We all have those ‘aha!’ moments; you’re wandering along, moving about your normal day without any conscious effort when suddenly it hits you – the best idea you’ve ever had. You smile to yourself, thinking how clever you are and how it is amazing that no one else has thought of it yet. Then you race to your next meeting or you get a phone call or someone asks you the time and in an instant the idea is forgotten, lost in the ether only to resurface in a few months time when you see the exact idea executed by someone else.

The point is while ideas are the most important currency we have, even original ideas will eventually be thought of by someone else and if they’re not executed they are meaningless.

I’m as guilty as everyone else (if not more-so, due to my goldfish like memory) of this, but I’ve decided to set myself a few little rules to work on stopping this happening.

1. Carry a small “ideas” notebook and pen everywhere
2. Set aside 30 minutes once a week to review the ideas in the notebook and see if there is anything I can use/action
3. Take time to reward myself when an idea becomes a tangible reality


The ultimate idea killer

Ideas can come from anywhere. They are not limited by age, race, status or education. A good idea can come from the mind of a 5 year or in the ramblings of a 90 year old. These are facts that are universally accepted, and yet in an industry built on ideas many people allow their ego and sense of entitlement to hinder this process.

The ultimate enemy of ideas is the ego.

More accurately, it is ego which leads to poor leadership that in turn impacts the creative process.

Confidence and self-assurance can be great qualities in a creative thinker, they allow them to be vocal and forward with their thinking, free from the self doubt that can kill an idea before it begins. However these same traits that can make a great thinker can make a person a lousy people manager. Their ego and the feeling that they have earned their way to their current position of power and authority can make them hypercritical and short with those below them. There is an immediate dismissal that anybody with less experience and a lower paycheck could ever possibly come up with an idea that they could not top.

While the immediate impact of this will simply be dis-engaged and unmotivated staff, the long term ramifications for the agency are massive. Firstly, key talent are likely to go elsewhere if they feel they are being unrecognized and under acknowledged. This in turn will lead to a lack of up and coming talent from within the agency leading to the highly expensive need to recruit top talent from outside the business when your mid-top level employees move on. Secondly, the employees who do stay will likely be unhappy and unmotivated, this leads to increased sick days, lower levels of productivity, a generally lower level of moral in the workplace and higher turnover.

These problems are not limited to creative careers such as Advertising and Design, they are however more baffling in these industries as they impact not only the overall mood and moral but they inhibit the very thing that businesses pay for.

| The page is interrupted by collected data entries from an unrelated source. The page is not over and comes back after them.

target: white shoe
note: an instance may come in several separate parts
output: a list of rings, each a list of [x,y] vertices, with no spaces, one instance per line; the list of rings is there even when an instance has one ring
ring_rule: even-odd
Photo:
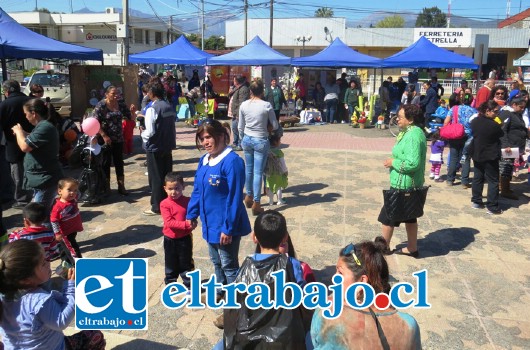
[[[434,174],[430,174],[429,179],[434,179]]]
[[[286,202],[285,200],[283,200],[283,199],[280,199],[280,200],[278,201],[278,203],[276,203],[276,204],[278,204],[278,205],[283,205],[283,204],[287,204],[287,202]]]
[[[149,173],[146,171],[144,175],[147,176],[147,175],[149,175]]]

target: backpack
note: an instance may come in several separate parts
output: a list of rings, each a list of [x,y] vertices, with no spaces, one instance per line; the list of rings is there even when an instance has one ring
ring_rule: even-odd
[[[464,126],[458,122],[458,106],[453,106],[452,111],[453,122],[440,128],[440,137],[447,141],[460,140],[466,135]]]

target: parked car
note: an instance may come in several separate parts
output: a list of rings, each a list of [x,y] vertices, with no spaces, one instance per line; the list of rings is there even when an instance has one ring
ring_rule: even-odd
[[[24,87],[26,95],[29,95],[30,87],[33,84],[42,85],[44,89],[43,99],[49,98],[62,117],[70,116],[70,77],[68,73],[54,72],[53,70],[36,71]]]

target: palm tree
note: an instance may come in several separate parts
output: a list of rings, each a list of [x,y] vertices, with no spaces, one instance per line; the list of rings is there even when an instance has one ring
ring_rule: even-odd
[[[321,7],[315,11],[315,17],[331,18],[333,17],[333,10],[329,7]]]

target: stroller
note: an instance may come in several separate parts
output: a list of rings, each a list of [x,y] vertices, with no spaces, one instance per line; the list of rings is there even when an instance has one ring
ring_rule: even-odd
[[[72,151],[70,165],[83,167],[79,175],[80,203],[94,205],[102,201],[107,181],[103,171],[105,147],[97,142],[95,136],[83,134]]]

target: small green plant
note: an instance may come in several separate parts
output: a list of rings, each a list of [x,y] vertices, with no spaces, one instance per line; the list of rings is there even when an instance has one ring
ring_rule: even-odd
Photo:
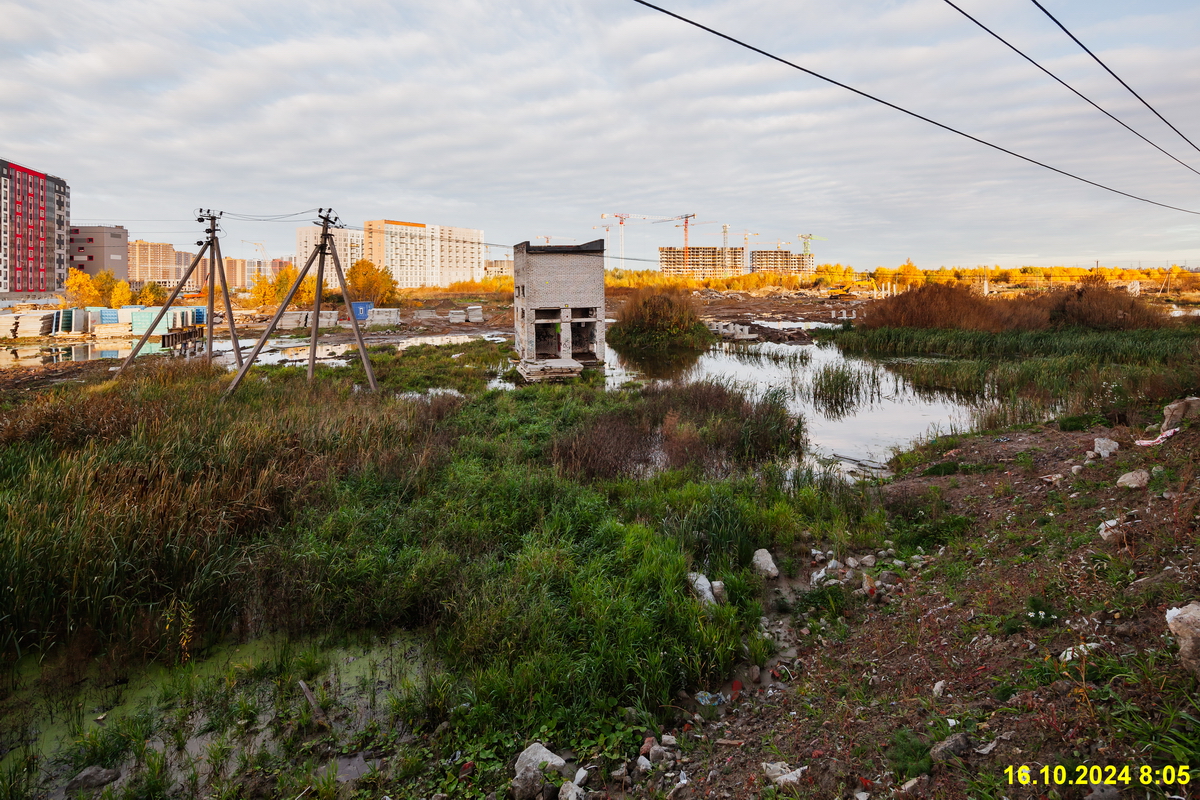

I have been fortunate enough to have been nurtured greatly and as such I have been lucky to have had incredible opportunities arise numerous times in my short career. This is perhaps the reason for my passion to help those that are new to the industry flourish and grow their passion. However many I know have not been so lucky, a lot of people will only last 6-12 months in their first role before leaving the industry all together, still more will go sales or client side out of frustration with the way they are treated and a lack of visibility into their future.

There needs to be a resolute and sound focus over the next few years within the media, advertising and marketing industry to check our egos (amazing though they be) at the door and really concentrate on building our people and talent management skills in order to ensure that creativity and free thinking thrive and that agencies are able to retain talent.